Concerning the authors
Akarsha Sehwag
Akarsha Sehwag is a WW Generative AI Information Scientist for Amazon Bedrock Agentcore GTM workforce. With over seven years of experience in AI/ML product growth, she has constructed enterprise options throughout numerous buyer segments. Exterior of labor, she enjoys studying one thing new, mentoring, talking at conferences or being outside in nature.
Ishan Singh
Ishan Singh is a Sr. Utilized Scientist at Amazon Net Companies, the place he helps prospects construct modern and accountable generative AI options and merchandise. With a powerful background in AI/ML, Ishan focuses on constructing Generative AI options that drive enterprise worth. Exterior of labor, he enjoys enjoying volleyball, exploring native bike trails, and spending time together with his spouse and canine, Beau.
Bharathi Srinivasan
Bharathi Srinivasan is a Generative AI Information Scientist at AWS. She is keen about Accountable AI to extend the reliability of AI brokers in actual world situations. Bharathi guides inside groups and AWS prospects on their accountable AI journey.
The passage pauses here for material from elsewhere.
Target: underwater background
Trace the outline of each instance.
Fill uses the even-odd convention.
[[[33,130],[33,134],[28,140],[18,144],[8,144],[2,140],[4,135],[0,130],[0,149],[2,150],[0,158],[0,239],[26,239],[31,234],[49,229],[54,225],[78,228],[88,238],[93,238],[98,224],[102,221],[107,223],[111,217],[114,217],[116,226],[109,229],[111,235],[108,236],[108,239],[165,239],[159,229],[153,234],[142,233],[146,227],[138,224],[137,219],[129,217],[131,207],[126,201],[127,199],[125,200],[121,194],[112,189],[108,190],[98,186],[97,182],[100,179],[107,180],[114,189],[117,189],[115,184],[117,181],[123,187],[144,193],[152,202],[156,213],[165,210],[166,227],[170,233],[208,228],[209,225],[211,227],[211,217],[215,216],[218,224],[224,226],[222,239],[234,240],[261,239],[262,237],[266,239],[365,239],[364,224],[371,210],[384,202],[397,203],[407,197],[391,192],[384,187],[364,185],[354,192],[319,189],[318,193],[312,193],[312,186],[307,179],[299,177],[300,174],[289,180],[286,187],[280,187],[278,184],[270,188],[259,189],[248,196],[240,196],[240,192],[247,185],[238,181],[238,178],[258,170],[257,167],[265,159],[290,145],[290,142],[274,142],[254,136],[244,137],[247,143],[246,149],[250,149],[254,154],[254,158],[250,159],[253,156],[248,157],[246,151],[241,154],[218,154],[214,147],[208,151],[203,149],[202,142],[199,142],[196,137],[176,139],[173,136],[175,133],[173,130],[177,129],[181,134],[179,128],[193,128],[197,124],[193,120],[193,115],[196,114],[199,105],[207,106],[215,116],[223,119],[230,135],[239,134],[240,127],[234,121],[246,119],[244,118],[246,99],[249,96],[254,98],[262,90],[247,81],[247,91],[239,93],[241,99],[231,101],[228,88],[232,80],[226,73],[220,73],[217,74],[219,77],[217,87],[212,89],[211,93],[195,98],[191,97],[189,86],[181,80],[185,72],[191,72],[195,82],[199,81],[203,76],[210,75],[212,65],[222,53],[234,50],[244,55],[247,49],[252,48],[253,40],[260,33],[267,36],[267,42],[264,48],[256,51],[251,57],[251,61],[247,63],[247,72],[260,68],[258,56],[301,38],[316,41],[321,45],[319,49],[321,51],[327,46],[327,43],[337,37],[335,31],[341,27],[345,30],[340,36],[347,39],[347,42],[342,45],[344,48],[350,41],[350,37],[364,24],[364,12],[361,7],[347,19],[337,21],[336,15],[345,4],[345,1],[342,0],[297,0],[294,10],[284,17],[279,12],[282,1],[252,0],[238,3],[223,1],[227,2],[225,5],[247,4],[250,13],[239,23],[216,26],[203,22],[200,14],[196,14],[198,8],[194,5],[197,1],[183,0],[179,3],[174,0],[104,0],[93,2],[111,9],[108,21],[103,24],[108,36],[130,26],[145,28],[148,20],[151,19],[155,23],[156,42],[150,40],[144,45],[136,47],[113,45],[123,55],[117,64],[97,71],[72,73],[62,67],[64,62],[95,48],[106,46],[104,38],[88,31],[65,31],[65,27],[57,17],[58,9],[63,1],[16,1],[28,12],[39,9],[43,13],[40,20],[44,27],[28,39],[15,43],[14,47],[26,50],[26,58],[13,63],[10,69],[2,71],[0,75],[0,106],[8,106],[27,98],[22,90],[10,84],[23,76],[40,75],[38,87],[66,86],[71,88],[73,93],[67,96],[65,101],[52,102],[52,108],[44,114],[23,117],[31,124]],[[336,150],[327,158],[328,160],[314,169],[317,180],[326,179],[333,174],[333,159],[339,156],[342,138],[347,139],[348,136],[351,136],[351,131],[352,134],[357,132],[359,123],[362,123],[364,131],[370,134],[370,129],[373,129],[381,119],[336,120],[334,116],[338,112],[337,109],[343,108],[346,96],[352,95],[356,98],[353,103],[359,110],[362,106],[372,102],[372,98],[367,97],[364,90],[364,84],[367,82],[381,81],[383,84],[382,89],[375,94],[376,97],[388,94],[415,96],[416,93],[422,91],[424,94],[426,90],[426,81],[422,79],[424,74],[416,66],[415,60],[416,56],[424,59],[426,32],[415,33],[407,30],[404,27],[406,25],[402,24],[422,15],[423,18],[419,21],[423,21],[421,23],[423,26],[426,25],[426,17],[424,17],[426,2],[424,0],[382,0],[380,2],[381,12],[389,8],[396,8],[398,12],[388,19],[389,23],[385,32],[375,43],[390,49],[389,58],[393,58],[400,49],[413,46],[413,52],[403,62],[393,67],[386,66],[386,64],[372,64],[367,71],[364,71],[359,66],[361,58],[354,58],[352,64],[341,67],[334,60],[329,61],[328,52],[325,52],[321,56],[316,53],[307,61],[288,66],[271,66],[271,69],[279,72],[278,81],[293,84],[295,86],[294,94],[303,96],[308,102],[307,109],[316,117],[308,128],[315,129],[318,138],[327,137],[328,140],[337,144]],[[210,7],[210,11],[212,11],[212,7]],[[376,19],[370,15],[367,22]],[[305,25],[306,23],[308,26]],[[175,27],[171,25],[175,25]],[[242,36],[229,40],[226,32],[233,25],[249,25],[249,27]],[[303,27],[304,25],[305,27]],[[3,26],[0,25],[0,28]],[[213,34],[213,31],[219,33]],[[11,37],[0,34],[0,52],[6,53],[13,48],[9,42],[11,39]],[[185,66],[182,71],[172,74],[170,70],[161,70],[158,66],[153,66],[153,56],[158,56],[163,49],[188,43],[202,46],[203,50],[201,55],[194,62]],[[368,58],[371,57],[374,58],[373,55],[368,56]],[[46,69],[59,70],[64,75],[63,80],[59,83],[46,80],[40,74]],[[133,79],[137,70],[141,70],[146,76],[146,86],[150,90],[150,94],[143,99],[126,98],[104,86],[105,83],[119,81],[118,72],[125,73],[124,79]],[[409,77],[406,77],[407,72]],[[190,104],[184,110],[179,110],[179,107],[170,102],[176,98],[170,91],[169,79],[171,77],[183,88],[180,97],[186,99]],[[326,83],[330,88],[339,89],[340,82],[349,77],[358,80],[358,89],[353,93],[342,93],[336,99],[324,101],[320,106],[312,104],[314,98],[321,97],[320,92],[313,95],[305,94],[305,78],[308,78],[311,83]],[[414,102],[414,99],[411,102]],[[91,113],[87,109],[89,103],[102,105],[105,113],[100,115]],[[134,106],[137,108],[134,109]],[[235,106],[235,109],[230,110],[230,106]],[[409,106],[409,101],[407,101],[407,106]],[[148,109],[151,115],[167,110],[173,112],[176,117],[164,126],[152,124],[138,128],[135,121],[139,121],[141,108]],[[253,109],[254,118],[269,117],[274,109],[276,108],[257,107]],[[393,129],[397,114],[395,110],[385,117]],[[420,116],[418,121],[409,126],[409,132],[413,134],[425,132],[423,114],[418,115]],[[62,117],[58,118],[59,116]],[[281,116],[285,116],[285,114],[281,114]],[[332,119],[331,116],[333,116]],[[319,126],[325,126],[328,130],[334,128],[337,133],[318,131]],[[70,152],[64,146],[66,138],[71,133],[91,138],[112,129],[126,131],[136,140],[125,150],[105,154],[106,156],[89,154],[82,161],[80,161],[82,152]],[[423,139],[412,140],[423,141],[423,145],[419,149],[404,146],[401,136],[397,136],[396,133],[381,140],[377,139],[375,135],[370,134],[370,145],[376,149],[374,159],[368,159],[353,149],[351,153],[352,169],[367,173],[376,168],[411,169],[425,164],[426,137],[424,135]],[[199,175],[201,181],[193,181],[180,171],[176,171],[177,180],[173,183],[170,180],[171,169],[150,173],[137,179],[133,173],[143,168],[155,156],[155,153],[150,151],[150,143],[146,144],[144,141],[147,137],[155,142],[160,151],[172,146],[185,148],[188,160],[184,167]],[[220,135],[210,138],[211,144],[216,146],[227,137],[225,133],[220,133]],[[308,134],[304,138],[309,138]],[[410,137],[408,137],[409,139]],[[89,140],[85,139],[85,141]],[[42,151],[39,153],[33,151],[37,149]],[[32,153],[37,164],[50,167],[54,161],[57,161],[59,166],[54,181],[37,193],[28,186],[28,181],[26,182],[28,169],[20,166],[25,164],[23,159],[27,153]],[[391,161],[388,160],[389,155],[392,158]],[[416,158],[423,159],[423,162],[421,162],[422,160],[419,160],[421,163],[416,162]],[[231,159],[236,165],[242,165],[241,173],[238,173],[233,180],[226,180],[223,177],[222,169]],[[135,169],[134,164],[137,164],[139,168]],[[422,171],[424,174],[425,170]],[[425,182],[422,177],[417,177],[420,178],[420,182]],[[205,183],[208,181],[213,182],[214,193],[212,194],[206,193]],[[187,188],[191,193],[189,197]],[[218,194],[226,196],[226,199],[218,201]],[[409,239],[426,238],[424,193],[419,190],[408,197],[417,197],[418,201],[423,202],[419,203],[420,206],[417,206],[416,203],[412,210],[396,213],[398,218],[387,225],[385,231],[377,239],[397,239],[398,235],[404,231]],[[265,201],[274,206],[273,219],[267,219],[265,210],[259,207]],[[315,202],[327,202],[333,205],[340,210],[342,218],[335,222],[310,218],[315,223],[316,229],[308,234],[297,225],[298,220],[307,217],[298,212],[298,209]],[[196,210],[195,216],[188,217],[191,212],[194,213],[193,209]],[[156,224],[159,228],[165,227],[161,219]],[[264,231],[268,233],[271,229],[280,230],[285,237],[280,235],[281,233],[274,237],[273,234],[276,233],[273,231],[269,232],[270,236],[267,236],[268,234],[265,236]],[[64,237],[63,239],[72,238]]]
She has offered her work at numerous machine studying conferences.
Jack Gordley
Jack Gordley contributed to AgentCore Evaluations and centered on delivering merchandise that assist corporations monitor and deploy production-ready brokers at scale.
Samaneh Aminikhanghahi
Samaneh Aminikhanghahi is an Utilized Scientist on the AWS Generative AI Innovation Heart, the place she works with prospects throughout completely different verticals to speed up their adoption of generative AI. She focuses on agentic AI frameworks, constructing sturdy analysis methods, and implementing accountable AI practices that drive sustainable enterprise outcomes
Osman Santos
Osman Santos is a Sr. Deep Studying Architect within the Generative AI Innovation Heart at AWS, the place he helps enterprise prospects design, construct, and scale generative and agentic AI options. He focuses on Agentic AI, from particular person use circumstances to enterprise-wide platform enablement. Exterior of labor, Osman enjoys spending time together with his household, enjoying board video games, and catching up with the newest anime and sci-fi content material.